Por Naoto Kan [1]
Texto de Naoto Kan, Primeiro Ministro do Japão quando do acidente de Fukushima. Publicado em Agosto de 2019 pelo Le Monde Diplomatique, da França. Tradução de Stella Whitaker
Com um ano de antecedência em relação aos Jogos Olímpicos de Tóquio, o Japão quer mostrar ao mundo que a região de Fukushima, devastada pelo tsunami e pela catástrofe atômica de 11 de março de 2011, já voltou a uma vida normal. Mas isto está longe da realidade. O primeiro ministro daquele momento, Naoto Kan, dá, a seguir, um testemunho das dificuldades que tiveram para enfrentar o desastre. Desde então ele milita pela suspensão do uso civil da energia nuclear.
Já passados oito anos do grande terremoto no leste do Japão, o tsunami e o acidente nuclear de Fukushima, em março de 2011, continuam gravados no meu espirito. Eu estava dormindo em Kantei (residência do primeiro ministro). Nos momentos em que ficava sozinho, sempre vestido com o uniforme de bombeiro, como se é obrigado em situações extremas como aquela, eu dormitava no sofá do salão. Na realidade eu me estendia no sofá para repousar o corpo enquanto refletia sem parar nas medidas a serem tomadas.
Como eu nunca tinha tido atividade profissional ligada ao nuclear, meu conhecimento do assunto se limitava às noções de base adquiridas durante meus estudos universitários de física aplicada. Eu tinha lido relatóriossobre o desastre de Chernobyl e sobre os danos que podem ser provocados por um acidente nuclear, mas jamais tinha imaginado que um desastre de uma dimensão ainda maior pudesse ocorrer no Japão.
A central nº 1 de Fukushima (Daiichi) onde aconteceu o acidente, possui seis reatores nucleares e sete piscinas de resfriamento do combustível usado. A central nº 2 (Daini), situada a 12 km de distância, possui quatro reatores e quatro piscinas. A potencia total dessas duas centrais era de quase nove gigawatts, ou seja mais que o dobro da central de Chernobyl.
No dia 11 de março de 2011, às 14h46, quando um terremoto de magnitude 9 aconteceu no leste do Japão, eu fui imediatamente para o centro de gestão de crises, situado no subsolo da minha residência oficial. O primeiro relatório informava que todas as centrais nucleares da região afetada estavam paradas, de acordo com as normas para situações de urgência. Eu me senti mais seguro. Mas pouco depois soubemos que um tsunami tinha não somente inundado e devastado a central Daiichi, como também afogado os geradores de eletricidade de reserva, a diesel: não restava praticamente nenhuma fonte de alimentação de eletricidade para os reatores 1 a 4. Numa central, mesmo depois da fissão nuclear, o combustível continua a liberar muita energia. Sem a alimentação elétrica necessária para o sistema de refrigeração funcionar, o calor leva à fusão do núcleo. Sabendo disso, senti meu sangue gelar.

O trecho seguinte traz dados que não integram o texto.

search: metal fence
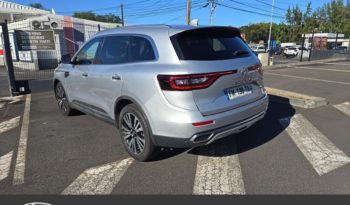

A semana seguinte ao acidente foi um verdadeiro pesadelo. Na tarde do dia 12 de março, houve uma explosão de hidrogênio no reator numero 1.
No dia 13, o coração do reator nº 3 fundiu, o que provocou uma nova explosão de hidrogênio no dia 14. Bem cedo na manhã do dia 15, o edifício de contenção do reator número 2 foi bastante danificado e uma quantidade importante de radioatividade foi liberada na atmosfera. Quase ao mesmo tempo a parte superior do reator numero 4 sofreu uma explosão de hidrogênio.
Pesquisas posteriores mostraram que desde o dia do acidente, lá pelas 18 horas o núcleo do reator numero 1 tinha começado a fundir. E este processo continuou até perfurar o vaso do reator. O corium[2] resultante da fusão se espalhou sobre a laje de concreto, ameaçando a ultima barreira de contenção. Quando aconteceu o acidente de Three Mile Island, nos Estados Unidos, em 1979, o núcleo fundiu parcialmente, mas não atravessou o vaso de contenção. Em Fukushima – pela primeira vez no mundo – os nucleos dos três reatores fundiram e perfuraram os respectivos vasos de contenção[3].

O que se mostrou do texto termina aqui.